Really, this one point is pretty insignificant with the sea of problems that Bleach has. You seem to be one of the only posters here who defends Bleach all the time (you and Detectivekillua). Maybe it's because there really isn't much of a discussion happening here at this point, so you can't argue to much with posters, but whenever you post, it seems to be trivial details. Is Bleach better than we are making it out to be? Because I don't see any reason to defend this series, except maybe for people to not be making attacks on the author personally.
Kubo has not set up a proper story, and characterization is lacking, even from the characters we have known since the beginning. What is the whole reason that all of this is going on? At this point in the arc (2 or more years at this point?), we should have some sort of idea for motivations. Juhabach wants to kill the Soul King because he's a Quincy, despite being his son? Why? Sure, we can speculate that he hates his father, but the Soul King has no character, and the only thing we have to go off of is Aizen saying he didn't want that "thing" ruling. Juhabach has no character, and reason for his goal is unknown, this far into the arc.
Why did everyone else join this man on his insane quest? He's not charismatic, so I don't see him convincing people to join his holy cause for things that don't concern them. Best I can come up with is they wanted power, but even then that makes little sense. The ones that have been with him longer knew he was insane and would expend them with no thought, so they decided to allow others to join? Also, if they hoped to get Juhabachs blessing, why get more people to join as competition? That's exactly like Jehova's witnesses trying to get others to join when they believe only a certain number of their believers will be saved.
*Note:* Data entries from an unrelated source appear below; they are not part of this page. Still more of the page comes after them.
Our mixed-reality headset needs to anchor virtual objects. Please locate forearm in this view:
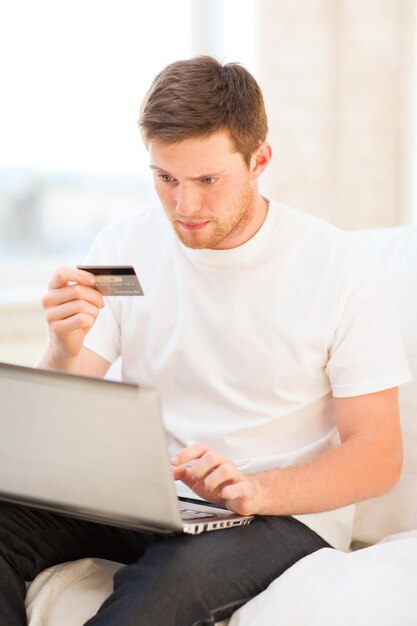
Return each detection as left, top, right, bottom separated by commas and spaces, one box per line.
252, 436, 402, 515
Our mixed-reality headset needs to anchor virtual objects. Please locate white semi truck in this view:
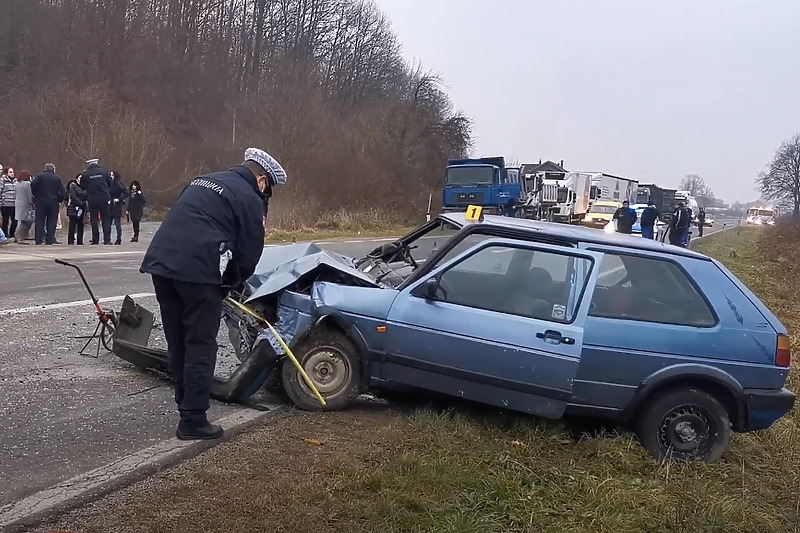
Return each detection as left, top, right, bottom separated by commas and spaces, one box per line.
587, 172, 639, 205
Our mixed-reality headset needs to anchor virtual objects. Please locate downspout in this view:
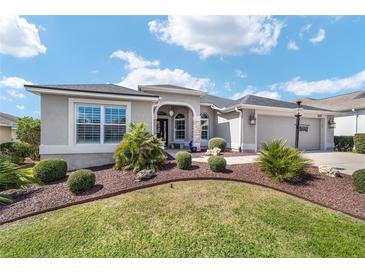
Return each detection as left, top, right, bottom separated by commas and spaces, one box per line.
234, 107, 243, 152
151, 98, 160, 135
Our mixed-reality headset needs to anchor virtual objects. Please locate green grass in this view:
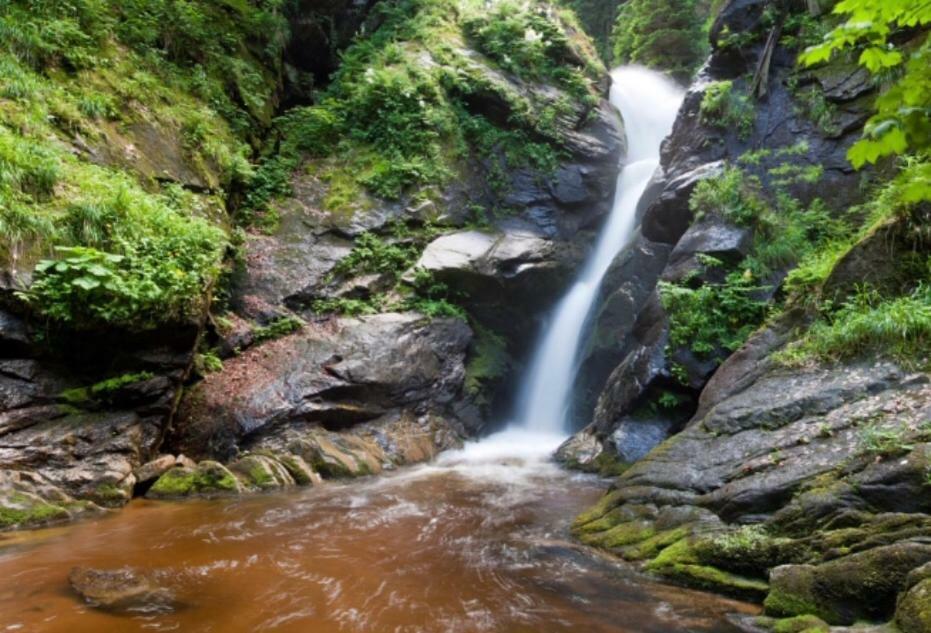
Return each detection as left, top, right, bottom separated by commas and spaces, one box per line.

Worse is that all these characters are introduced, and only about 4 of them have full fights (Bambina, Fear, Mask, and Imagination), 5 if you count Zombie. The rest are offscreened, or lose their powers. If Kubo wasn't going to have them fight, he shouldn't have introduced them. He could've had a smaller number, and after they were beaten Juhabach takes their powers while giving them the finger, because they did their job. The shinigami side has people doing jack squat, with a few beaten to hype a character, so a different character comes in and wins no problem.
The whole Bankai stealing part made no sense. They get stolen, and a few chapters into the second invasion, they get it back, showing again, that bankai is needed to win. Kubo couldn't even have a fight or two where those who lost their bankai's teamed up to fight weaker opponents. Not only that, but the whole "even with bankai they can't win" didn't go anywhere.
This whole arc, we have characters thrown in random locations, for fights to happen, with no motivation or characterization to get behind. The powers are boring, and the panels depicting the fight are boring and not creative. Ishida comes in for a panel or two, as if Kubo is waving his arms going "oh shit, what's he up to". Him saying he is a Quincy as the reason for being on Juhabachs side is stupid. You are actively letting the villain become God and dooming your friends, family, and home.
There is nothing good about this arc as far as I can seem, but I've admitted my bias against it a while ago. Maybe you have something that I am missing.